Rootkits are becoming increasingly common on enterprise computer networks and are even being used to create undetectable download servers for pirated movies and MP3s, according to anti-virus experts.
Anti-virus software company F-Secure Corp., of Helsinki, Finland, has detected rootkits on the networks of numerous customers, and malicious-code authors are integrating rootkit stealth features into Internet worms, bots and Trojan horse programs, according to anti-virus researcher Kimmo Kasslin of F-Secure. Despite the surge in interest, only a small number of anti-virus companies offer dedicated rootkit detection features.
Rootkits are programs that are used to give a remote user access to a compromised system while avoiding detection. Originally developed more than 10 years ago and used on Unix machines, rootkits have been rare on Windows systems, said Mikko Hyppönen, manager of anti-virus research at F-Secure.
However, that is beginning to change.

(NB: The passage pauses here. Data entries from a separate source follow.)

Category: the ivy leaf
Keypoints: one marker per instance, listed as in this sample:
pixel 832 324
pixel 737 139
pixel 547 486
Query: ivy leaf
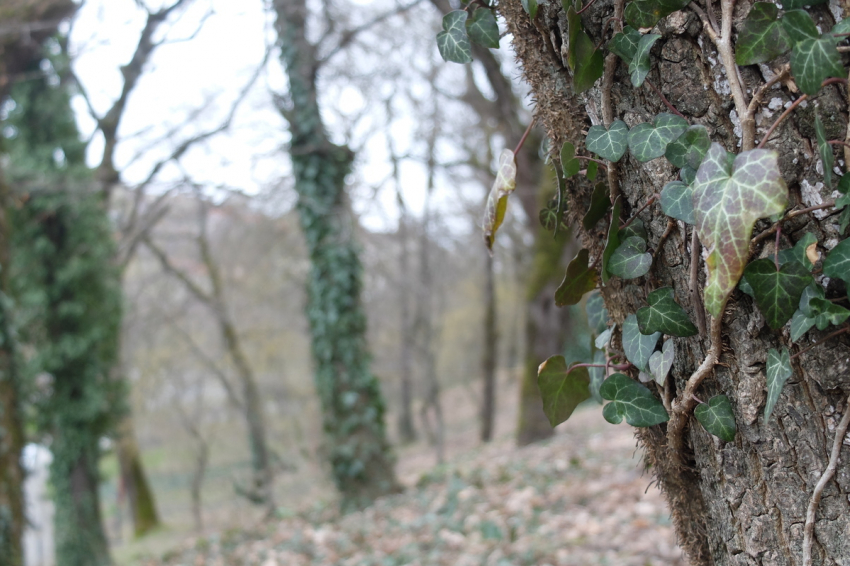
pixel 562 390
pixel 577 281
pixel 483 29
pixel 624 44
pixel 637 346
pixel 677 201
pixel 800 324
pixel 777 292
pixel 825 150
pixel 569 164
pixel 610 144
pixel 613 241
pixel 648 141
pixel 837 263
pixel 453 41
pixel 632 401
pixel 730 194
pixel 600 202
pixel 497 201
pixel 640 65
pixel 689 149
pixel 762 37
pixel 665 315
pixel 813 61
pixel 661 362
pixel 630 259
pixel 597 376
pixel 597 314
pixel 717 417
pixel 778 372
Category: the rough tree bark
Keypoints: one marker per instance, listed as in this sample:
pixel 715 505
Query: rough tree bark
pixel 352 404
pixel 742 502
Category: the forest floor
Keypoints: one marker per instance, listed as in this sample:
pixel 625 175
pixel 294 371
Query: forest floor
pixel 580 498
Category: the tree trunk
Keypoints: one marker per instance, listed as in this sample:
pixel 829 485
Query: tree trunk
pixel 352 405
pixel 488 361
pixel 745 501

Open-source rootkits such as FU, written by James Butler, director of engineering at HBGary Inc., in Sunnyvale, Calif., and Hacker Defender, written by a person who uses the online name “Holy Father,” both work on Windows systems and can be very difficult to detect using anti-virus or IDS (intrusion detection system) software.

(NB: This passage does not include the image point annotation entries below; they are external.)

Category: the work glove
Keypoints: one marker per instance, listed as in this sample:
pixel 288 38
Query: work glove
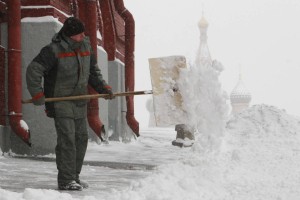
pixel 38 99
pixel 107 90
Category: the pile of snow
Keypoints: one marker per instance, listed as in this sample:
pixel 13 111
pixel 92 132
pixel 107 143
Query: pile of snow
pixel 259 159
pixel 205 102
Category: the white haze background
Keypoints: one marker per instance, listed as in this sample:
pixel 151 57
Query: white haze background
pixel 262 37
pixel 256 155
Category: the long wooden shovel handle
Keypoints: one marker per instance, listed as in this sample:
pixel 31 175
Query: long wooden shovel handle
pixel 91 96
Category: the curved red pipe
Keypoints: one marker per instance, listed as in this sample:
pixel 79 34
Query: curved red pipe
pixel 129 62
pixel 91 30
pixel 14 71
pixel 109 41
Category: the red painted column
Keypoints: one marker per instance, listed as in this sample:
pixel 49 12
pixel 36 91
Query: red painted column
pixel 14 71
pixel 91 30
pixel 109 39
pixel 2 87
pixel 129 62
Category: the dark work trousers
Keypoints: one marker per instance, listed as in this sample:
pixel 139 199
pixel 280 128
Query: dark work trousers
pixel 72 139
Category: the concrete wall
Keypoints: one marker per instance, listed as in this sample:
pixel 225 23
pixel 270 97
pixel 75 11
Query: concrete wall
pixel 35 35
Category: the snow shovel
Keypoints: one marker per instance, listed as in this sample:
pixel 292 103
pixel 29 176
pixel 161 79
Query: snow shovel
pixel 91 96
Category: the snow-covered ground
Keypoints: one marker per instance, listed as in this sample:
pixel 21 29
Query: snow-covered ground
pixel 259 159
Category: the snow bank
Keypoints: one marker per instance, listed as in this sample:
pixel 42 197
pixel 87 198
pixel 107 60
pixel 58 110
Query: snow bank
pixel 259 160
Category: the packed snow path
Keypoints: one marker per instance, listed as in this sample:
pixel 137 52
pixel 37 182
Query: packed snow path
pixel 259 159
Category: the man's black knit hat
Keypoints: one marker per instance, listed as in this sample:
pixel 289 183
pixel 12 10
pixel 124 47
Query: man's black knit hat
pixel 72 26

So-called “kernel mode” rootkit programs such as Hacker Defender, which was released as an open-source product in January 2004, manipulate data as it is passed to and from the operating systems kernel and are hard to spot, said Hyppönen.

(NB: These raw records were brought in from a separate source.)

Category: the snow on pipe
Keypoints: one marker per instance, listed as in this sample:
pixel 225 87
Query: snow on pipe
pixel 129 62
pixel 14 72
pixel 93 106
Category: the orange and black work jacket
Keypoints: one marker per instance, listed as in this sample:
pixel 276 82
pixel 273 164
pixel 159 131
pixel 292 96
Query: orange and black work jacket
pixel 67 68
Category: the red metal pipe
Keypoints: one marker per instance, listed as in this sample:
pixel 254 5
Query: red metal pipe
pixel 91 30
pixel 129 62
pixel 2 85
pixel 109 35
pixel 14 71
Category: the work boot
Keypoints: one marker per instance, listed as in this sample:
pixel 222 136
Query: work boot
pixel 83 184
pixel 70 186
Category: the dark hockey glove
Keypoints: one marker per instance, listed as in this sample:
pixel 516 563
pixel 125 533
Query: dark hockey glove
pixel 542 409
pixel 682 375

A new version of Hacker Defender, dubbed Golden Hacker Defender, was released recently and sells online for 450 euros. The product includes a feature for capturing Windows log-in information and an updatable “anti-detection engine” that can detect and evade rootkit detection programs from several vendors, said Kasslin during a presentation at the recent Virus Bulletin International Conference in Dublin, Ireland.
The program is not in widespread use. F-Secure received just two copies of Golden Hacker Defender from customers who detected the malicious program on Windows servers on their network, Hyppönen said.
Reached by e-mail, Holy Father acknowledged that he has sold copies of Golden Hacker Defender but said that those sales are the “minority” of his business. Most versions of Golden Hacker Defender are custom creations with “private coding.” However, Holy Father, who claims to live in the Czech Republic, said that he is careful to write custom versions of the program only for “[people] I know well, which mean[s] those that are no kind of bad guys.”
More recently, worms such as Maslan and Myfip have incorporated rootkit stealth features, and bots such as Mytob, Rbot and Sdbot distribute recompiled drivers from rootkits such as FU and Hacker Defender that hide the programs on Windows systems.
F-Secure now ships BlackLight, its rootkit scanning and detection product, with its Internet Security product suite. Moscow-based anti-virus vendor Kaspersky Lab also plans to release a rootkit detection feature in the next full release of its product, according to Eugene Kaspersky, head of anti-virus research at the company.
Still, rootkit detection is more the exception than the rule, said Butler.
“[Anti-virus software vendors] customer base isnt clamoring for [rootkit detection],” Butler said.
Still, F-Secure researchers were besieged with requests for copies of Golden Hacker Defender at the Virus Bulletin International Conference—many from researchers at other major anti-virus vendors, Hyppönen said.
Holy Father claimed that detection tools such as BlackLight are getting better and better.
“Before, no company cared about rootkits … but today there are … some tools that can help administrators to secure [their] box quite well,” Holy Father said.